第二十八幕 久隠と運命の輪
と、言う事で、盾にされました…これでも武蔵家を支える家政夫、少し切ないナオキです。
「ん、少し気温が下がったな」
俺は目の前に立ち塞がる黒服を片手で軽く吹き飛ばすと、ふぅ、と一息ついた。
「気温?ん〜確かに今日は寒いけど」
「そういう訳じゃない。確かに今夜は寒いけどな。俺が言ってるのはここの工場内だけの話だ。先程とは冷たい…というか乾いた感じがする」
「オレにはさっぱり分からないや…」
「まぁ、これから精進すれば分かるようになるさ」
「それって、やっぱり分からないといけないものなの?」
「正直、生活にはいらないけどな」
小さい頃からこいつらを見てきた俺にとっては、あまり関わって欲しくないのが本音だが。
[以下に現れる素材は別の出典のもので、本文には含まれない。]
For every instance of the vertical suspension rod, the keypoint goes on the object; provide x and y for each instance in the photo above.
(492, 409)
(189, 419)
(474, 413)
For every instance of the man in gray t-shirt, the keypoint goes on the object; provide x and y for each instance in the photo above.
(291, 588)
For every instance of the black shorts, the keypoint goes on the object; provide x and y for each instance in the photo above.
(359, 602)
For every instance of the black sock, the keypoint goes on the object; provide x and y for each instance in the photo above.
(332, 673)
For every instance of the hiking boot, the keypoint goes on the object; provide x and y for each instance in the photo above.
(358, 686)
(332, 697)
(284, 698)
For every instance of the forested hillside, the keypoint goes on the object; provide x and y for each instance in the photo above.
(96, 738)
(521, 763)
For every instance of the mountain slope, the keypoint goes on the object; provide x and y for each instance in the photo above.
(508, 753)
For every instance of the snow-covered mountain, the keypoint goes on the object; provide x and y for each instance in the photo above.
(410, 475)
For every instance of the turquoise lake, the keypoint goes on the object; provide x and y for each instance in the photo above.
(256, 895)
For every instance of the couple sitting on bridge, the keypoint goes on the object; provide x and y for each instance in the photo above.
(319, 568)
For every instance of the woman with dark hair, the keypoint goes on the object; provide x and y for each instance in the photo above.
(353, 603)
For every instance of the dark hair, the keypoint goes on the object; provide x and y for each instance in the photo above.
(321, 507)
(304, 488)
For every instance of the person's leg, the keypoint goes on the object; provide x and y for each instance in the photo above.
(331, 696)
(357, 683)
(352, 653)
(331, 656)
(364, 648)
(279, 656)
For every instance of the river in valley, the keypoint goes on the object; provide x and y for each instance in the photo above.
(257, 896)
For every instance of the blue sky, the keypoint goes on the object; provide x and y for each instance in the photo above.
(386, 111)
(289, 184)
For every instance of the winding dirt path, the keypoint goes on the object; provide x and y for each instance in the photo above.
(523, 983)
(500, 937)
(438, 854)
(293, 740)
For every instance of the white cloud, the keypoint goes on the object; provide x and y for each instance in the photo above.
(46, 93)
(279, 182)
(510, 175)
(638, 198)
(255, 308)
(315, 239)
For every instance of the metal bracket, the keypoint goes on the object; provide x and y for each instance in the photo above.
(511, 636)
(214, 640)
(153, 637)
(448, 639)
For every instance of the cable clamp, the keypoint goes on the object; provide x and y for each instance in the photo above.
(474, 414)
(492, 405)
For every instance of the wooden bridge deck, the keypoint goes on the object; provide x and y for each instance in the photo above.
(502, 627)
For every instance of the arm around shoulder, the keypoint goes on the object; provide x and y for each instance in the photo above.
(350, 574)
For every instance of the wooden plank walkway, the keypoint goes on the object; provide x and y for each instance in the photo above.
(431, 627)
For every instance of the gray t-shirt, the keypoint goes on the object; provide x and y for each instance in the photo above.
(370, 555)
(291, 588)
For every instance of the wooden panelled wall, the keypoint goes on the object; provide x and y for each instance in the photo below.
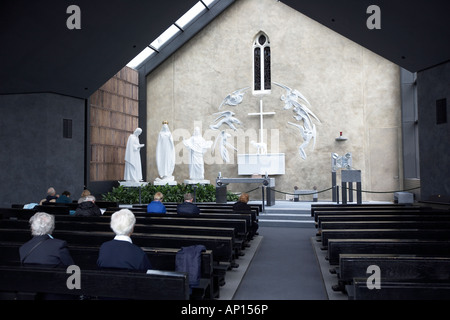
(114, 115)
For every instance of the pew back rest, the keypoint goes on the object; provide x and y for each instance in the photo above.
(157, 285)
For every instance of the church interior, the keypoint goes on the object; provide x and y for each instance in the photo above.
(371, 81)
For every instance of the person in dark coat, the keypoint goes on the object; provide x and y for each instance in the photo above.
(156, 206)
(88, 208)
(121, 253)
(187, 207)
(43, 249)
(241, 206)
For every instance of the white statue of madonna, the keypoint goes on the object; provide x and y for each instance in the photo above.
(165, 156)
(133, 167)
(197, 147)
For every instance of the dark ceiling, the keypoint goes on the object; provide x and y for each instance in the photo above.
(414, 34)
(40, 54)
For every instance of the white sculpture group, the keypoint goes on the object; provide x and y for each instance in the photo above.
(197, 145)
(292, 99)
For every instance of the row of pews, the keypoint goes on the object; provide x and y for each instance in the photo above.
(223, 233)
(386, 252)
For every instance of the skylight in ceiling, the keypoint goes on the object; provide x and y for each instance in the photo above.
(146, 53)
(181, 24)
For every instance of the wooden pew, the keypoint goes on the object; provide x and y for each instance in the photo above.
(366, 207)
(160, 258)
(429, 234)
(381, 217)
(207, 215)
(385, 225)
(337, 247)
(377, 212)
(138, 228)
(394, 267)
(157, 285)
(238, 224)
(399, 290)
(220, 246)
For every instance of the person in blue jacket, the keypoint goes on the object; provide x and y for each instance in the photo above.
(156, 206)
(187, 207)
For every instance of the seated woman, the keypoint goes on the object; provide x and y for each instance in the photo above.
(121, 253)
(88, 208)
(156, 206)
(43, 248)
(241, 206)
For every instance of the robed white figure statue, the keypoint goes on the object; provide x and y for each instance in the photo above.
(133, 168)
(197, 147)
(165, 155)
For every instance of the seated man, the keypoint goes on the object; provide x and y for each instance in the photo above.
(88, 208)
(241, 206)
(121, 253)
(187, 207)
(156, 206)
(43, 248)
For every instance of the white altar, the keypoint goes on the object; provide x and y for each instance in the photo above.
(270, 164)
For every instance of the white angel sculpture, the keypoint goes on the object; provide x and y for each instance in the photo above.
(222, 138)
(294, 99)
(165, 154)
(197, 147)
(234, 98)
(225, 117)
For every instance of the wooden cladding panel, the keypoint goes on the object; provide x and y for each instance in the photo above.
(114, 115)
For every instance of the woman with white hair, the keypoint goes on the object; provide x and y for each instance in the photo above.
(121, 253)
(43, 248)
…正直、俺や零、あと一応渚の使える『モノ』は絶大な力だ。強い力は強い力を引き付け合う。それは必ずしも良い方向とは限らないからな。
強すぎる力で最後に滅びるのは自分自身だから。
「私は少し分かったわよ」
ムサシの後ろにここぞとばかりピッタリと背中にくっ付く蘭が言う。
「蘭は元々そういうのに敏感だからな」
「才能よ、才能!」
えへん、と誇らしげな顔をする蘭と、少し悔しそうなムサシ。
「…渚。あと敵は?」
「はい、え〜と…あすかちゃんまでの道にはもういませんね」
「…そうか」
少し不自然な感じもするが大丈夫だろう。ただ…気温が下がったという事は、零が本気を出したことだからな。用心はしなければ。阿久津の古株が出てきたのであれば、必ずアイツが現われるはずだからな。
「そ、そこの黒いやつとその他ッ! 」
ほら、呼んでもいないのにやってきた。
「こ、ここはこの私、久隠が立ちふさがっているのです! 」
思わず、俺以外の三人は何やら日本語がおかしいヤツの方へとへと振り向く。
そして固まる。
そりゃそうだ。隅っこで恥ずかしそうにこちらを見ている刺客がいれば誰だって固まる。
「うわっ!?なんか物凄く淋しそうで、且、キャラが濃い人が何か叫んでるよ!このままじゃ私、影が薄くなる一方で…」
嘆くな、蘭。いつか日の目が当たる日が来るさ。
「……うるさい」
「何よッ! あなたがキャラ濃すぎなのが悪いんじゃない! 」
「それは…嫉妬? 」
「…うん」
泣くな、蘭。いつか目立てるときが来るさ。
「とりあえずッ! こ、ここは通さないんだからね、理由はわかんないけど」
「久隠、久しぶりだな」
「あれ、ナオキ……久しぶり」
「ナオキ…あの引き篭もり寸前な乙女と知り合いなの? 」
隅っこで渚に慰められていた蘭は涙目でちらりとこちらを振り向く。
「まぁ、一応な。久隠は昔は暗器使いの達人でな」
「暗器……何それ? 」
「暗器って言うのは簡単にいえば…まぁ暗殺用の武器だと思えば良い。例えばクナイとか短刀とかな」
「まぁ、そう言われてみればそんな格好してるみたいだけど……」
「あれは……久隠の趣味だ」
と、俺は高台から降りてこない久隠を見上げる。
「……普段着だもん」
と、こちらを泣きそうな表情で見つめられても困るのだが。
「で…俺の邪魔をするのか? 」
ううん、と首を横に振る。
「ナオキとタイマン張るほど私は馬鹿じゃない……ここは無条件で通してあげる。」
「ん…すまないな、久隠」
俺が礼を言うと、久隠はふっ、と一瞬、姿を消し、瞬時に俺達の目の前まで現われる。
「ただし……ナオキに少し話があるからナオキは借りる」
「俺に話? ……ムサシ、別に先に行っててもいいぞ。俺は後から追い掛ける」
「……分かった。先に行ってるからさ」
先を急ぐムサシ達に手を振り、俺は久隠の方を振りかえる。
「で…話っては? 」
「今回のお詫び」
あぁ、と俺はそこらにある木材の上に座り、ちょうど久隠と向き合うように座る。
「まだ時間はある。ゆっくりと昔話にでも花を咲かせようじゃないか」
と、俺はもじもじしている久隠に笑いかけた。